From Tiger to Pussycat: How Vietnam’s Economy Got Off Track

Newsweek, October 1, 2012

Vietnam’s economy was promising. How the country got off track.

VIETNAM

The old quarter in Hanoi, Vietnam’s capital. (Christophe Archambault / AFP-Getty Images)

Almost exactly two years ago this week, Christine Gregoire, the governor of the U.S. state of Washington, was in Vietnam handing out french fries made from potatoes grown in her state at a Kentucky Fried Chicken outlet in Ho Chi Minh City. Gregoire, accompanied by representatives of more than 50 companies from home, was in Vietnam trying to drum up business with America’s former military adversary. But the most important stop on Gregoire’s itinerary may have been a ribbon-cutting ceremony for a new deepwater shipping terminal at Cai Mep.

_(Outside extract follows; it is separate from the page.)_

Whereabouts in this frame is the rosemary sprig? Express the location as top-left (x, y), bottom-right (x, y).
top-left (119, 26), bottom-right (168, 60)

Things looked hopeful then. But now the venture, like so many others in Vietnam, is plagued by red ink and scandal. It’s sadly not an unusual story. The country looked on track to take its place as an Asian tiger economy, a smaller version of its giant neighbor to the north, China. The nation boasts a large youthful population, a very high literacy rate, abundant natural resources, agricultural self-sufficiency, a stretch of coastline to rival California’s or Thailand’s, and a strategic position amid the trade routes of the Pacific. Instead, Vietnam is now looking increasingly like a basket case—and an example for just-emerging countries such as Burma of exactly how not to manage the opening-up of an economy.